英国主催ソマリア首脳級会合 山根外務副大臣ステートメント

2012年2月23日(木曜日)
於:ロンドン

英語版

 議長,
 ご列席の皆様,

(冒頭)

 ソマリアが約20年にわたる混乱を経て,平和と安定の実現に向けた転機を迎えている中で,ソマリア首脳級会合を主催されたキャメロン首相のイニシアティブを評価し,敬意を表します。

(TFGに対する支援)

 アル・シャバーブがモガディシュから撤退した今,ソマリア暫定連邦「政府」(TFG)を中心としたソマリア統合を一層推進するために,国際社会はTFGに対する支援を強化すべきです。

 この観点から,我が国は,第一に,TFGの治安能力強化を支援してきており,TFG警察官5000人以上の給与を手当し,昨年ジブチで訓練を実施した警察官500名はモガディシュで警備に当たっています。第二に,貧困が海賊やテロの原因であるとの認識の下,我が国は職業訓練やインフラ整備等を実施してきており,貧困層約2万人の雇用創出やモガディシュ港の整備を支援しています。

 我が国は対ソマリア支援の主要ドナーとして,ソマリア国民の将来のために共に取り組む意思のあるすべての地域やパートナーと協力する用意があり,政府間開発機構(IGAD)への協力案件を含めた4500万ドルの支援を新たに国際社会と協力・連携して実施する所存です。

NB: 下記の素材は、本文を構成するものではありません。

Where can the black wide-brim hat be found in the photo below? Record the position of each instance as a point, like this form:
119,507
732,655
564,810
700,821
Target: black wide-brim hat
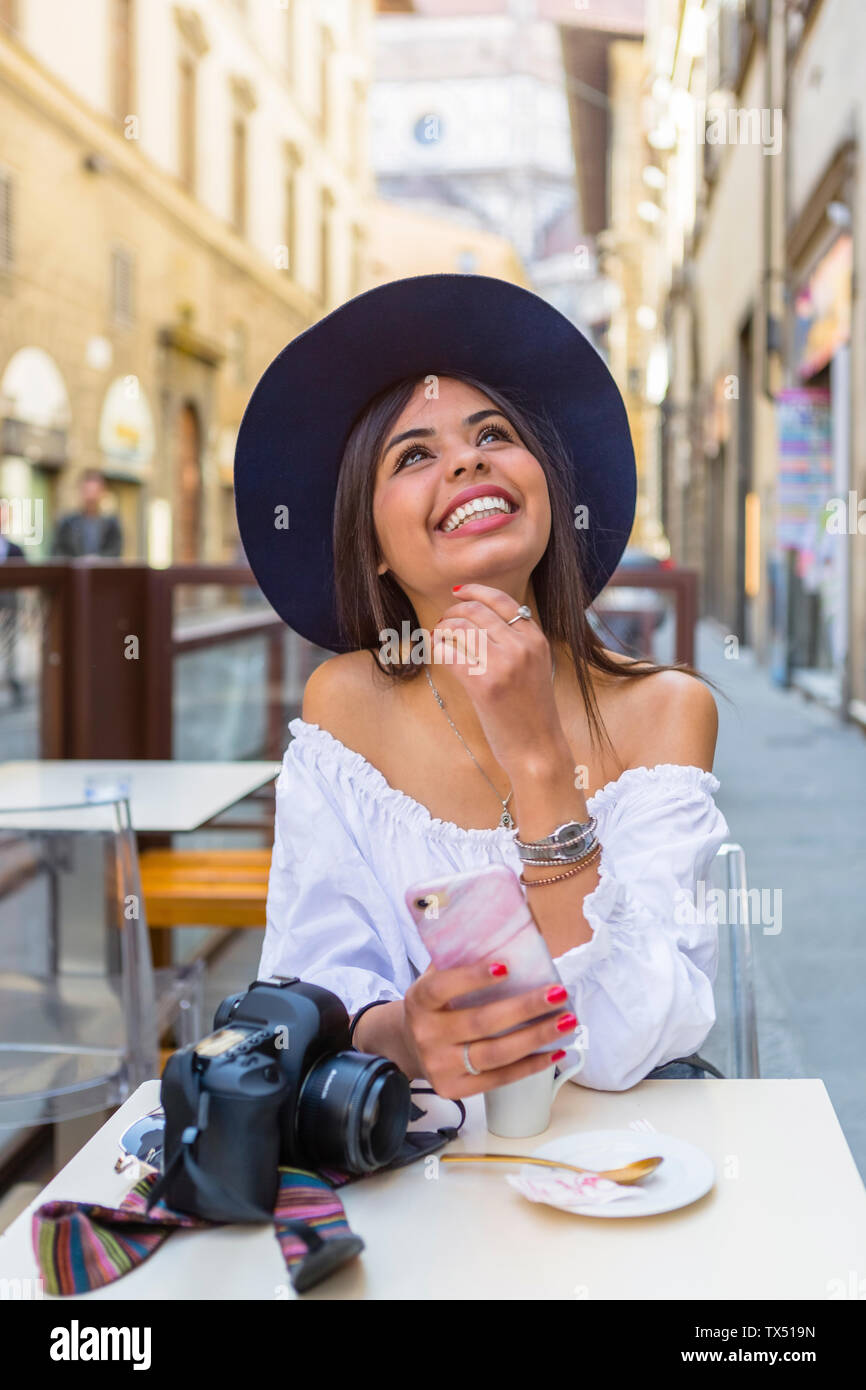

我が国は,英国が提案する安定化基金(stability fund)も含め,各国による様々な取組みが適切に調整された上で実施されることを期待します。

(AMISOM)

 アフリカ連合ソマリア・ミッション(AMISOM)が貴い犠牲の上に築いた機会を逃さないために,AMISOMの持続的な資金手当について,安保理が建設的な決議を採択したことを歓迎します。

(ソマリア海賊問題)

 ソマリア海賊問題への対処においては,我が国は2009年以来護衛艦二隻とP-3C哨戒機2機を恒常的に展開し,IMOのマルチドナー基金の9割以上拠出してきています。また,海賊の訴追支援等のために設置されたUNODCが管理する国際信託基金に対して今般新たに200万米ドルを拠出し,最大の拠出国です。今後とも関水事務局長率いるIMOと緊密に連携していくとともに,ReCAAP情報共有センターの経験を含むアジアの海賊対策の経験をソマリア周辺国に伝えることにより,同地域での海賊対策に役立てたいと考えております。かかる目的のために同センターに対しても56万ドルを今般新たに拠出することとしました。

(結語)

 TFG自身がロードマップに従って憲法制定や政治改革を行わなければ国際社会の支援は水泡に帰しかねません。TFGの一層の取組みに加え,国連がTFGと協働して政治プロセスの進展に一層貢献することを期待します。我が国としても,国際社会とたゆまぬ努力を続けていく考えであることを改めて述べ,私のメッセージといたします。